In the large and still highly fragmented German and French markets, consolidation is now well underway. As markets begin to become overwhelmed in certain areas, investors will look to expand their search to other, not yet consolidated countries, further spreading the trend.
Buyers in European Markets
Three main buyer types are competing to build their presence, each bringing unique advantages, leaving selling firms with tough choices.
Private-equity backed brokerages and private equity buyers are the main drivers of consolidation, accounting for 60%-70% of transactions. Their initial focus is to build a strong local presence through the acquisition of platform brokerages, with revenues surpassing $25 million. The platform brokerage is managed for strong growth, both organically and through acquisition of smaller firms, particularly in specialty or geographic areas. Private-equity backed brokerages provide varying degrees of autonomy, capital and tools to support growth.
Large international brokerages target firms of various sizes, from specialty brokerages and local market leaders to multi-country platforms. They bring a strong international network and easy access to wholesale and reinsurance markets.
Local heroes are strong, local brokerages that focus on building at a national scale by uniting smaller firms. They foster a culture focused on long-term success and capitalize on the advantage of proximity they have to local communities.
Notable Acquirers In Europe
A number of private-equity backed platforms are gaining a strong presence throughout Europe as they create pan-European platforms.
PIB Group, headquartered in the United Kingdom and backed by Apax Partners and Carlyle Group, expanded its European network with acquisitions in the Netherlands, Poland, Ireland, Spain and Germany.
Alpina, a fast-growing, PE-backed platform in the Netherlands, supported by Rothschild, has made several acquisitions in Belgium.
Groupe April, a leading French wholesale brokerage, signed a strategic partnership with KKR toward the end of 2022. KKR funded the €2.3 billion ($2.52 billion) transaction, at an estimated valuation of 15x EBITDA and over 4x revenues, on an all-cash basis, as banks were reluctant to finance the transaction, according to a Bloomberg report.
Challenges for European M&A Deals
Europeans tend to think more generationally and longer-term. Owners focus on passing down their family business to the next generation, with long lines of family ownership outweighing individual monetary gains.
For firms looking to create a pan-European business, it is important to be aware that, despite pan-European (EU) laws and regulations, Europe is not a single market. Local language and culture play an important role.

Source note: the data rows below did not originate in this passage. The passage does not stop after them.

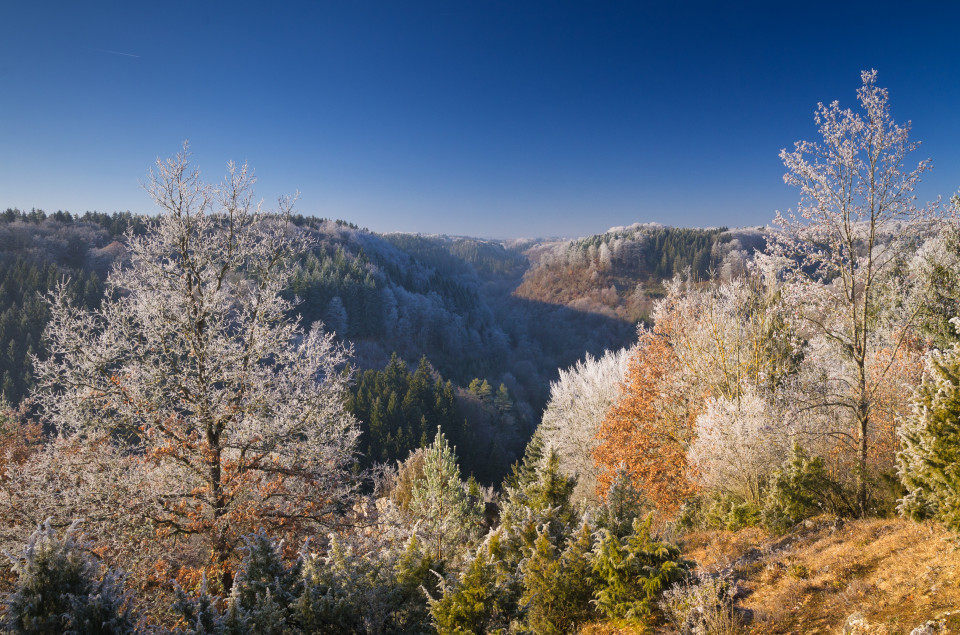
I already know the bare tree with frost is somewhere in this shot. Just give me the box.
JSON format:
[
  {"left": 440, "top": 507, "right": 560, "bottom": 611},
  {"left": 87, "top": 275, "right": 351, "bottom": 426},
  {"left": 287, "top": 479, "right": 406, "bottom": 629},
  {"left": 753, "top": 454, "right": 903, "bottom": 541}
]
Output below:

Similar to the United States, the European market faces multiple headwinds that are likely to impact valuations, but well managed brokerages will continue to be in high demand as a multitude of investors look to deploy capital in an industry that has proven to be resilient in turbulent economic times.

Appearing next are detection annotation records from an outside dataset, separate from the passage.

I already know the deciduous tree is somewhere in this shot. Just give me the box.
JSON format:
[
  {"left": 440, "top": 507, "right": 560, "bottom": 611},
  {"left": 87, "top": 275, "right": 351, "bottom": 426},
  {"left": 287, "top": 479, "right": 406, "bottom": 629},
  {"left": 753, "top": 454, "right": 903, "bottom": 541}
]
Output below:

European debt yields rose quickly in the latter half of 2022, leading to a bifurcation in valuations, changing the market playing field. With higher debt yields putting pressure on brokerage valuations, competitive, well run platform brokerages will continue to underpin valuations for these scarce assets. Smaller, low-growth brokerages may see reduced valuations. As this environment persists in 2023, buyers who secured access to debt funding have a tactical advantage.
Projected Trends for 2023
Brokerage consolidation in Europe will continue at a sustained pace due to the fundamental attractiveness of the brokerage industry and amount of dry powder available within the investment community. Strong in-country PE-backed platforms and local heroes will increasingly look across borders with a goal to build multi-country or even pan-European platforms.
Although the inflationary environment will be a significant challenge for insurers, it will be a driver for rate momentum with an overall net positive for insurance brokerages.
Recent Activity: Coöperatie Licent Deal
Sixteen intermediary firms and existing cooperative MGAs merged into the Licent Cooperative. Backed by Dutch private equity investment company Gilde Equity Management, the group now has more than 30 branches with approximately 300 employees spread throughout eastern and northern Netherlands. The deal allows the 16 merging offices and additional partnering offices to operate under their own names with the support of the larger group to exceed growth expectations and reap the benefits of mutual support. The group is organized into clusters based on region and culture to maximize synergies, allowing branches to collaborate with those they best harmonize with.
This groundbreaking deal offers an alternative to the more traditional takeover by a large office or private investor, allowing firms autonomy while also being strengthened by the partnership. With the merging companies, Licent now ranks in the top 25 of insurance brokerages in the Dutch market.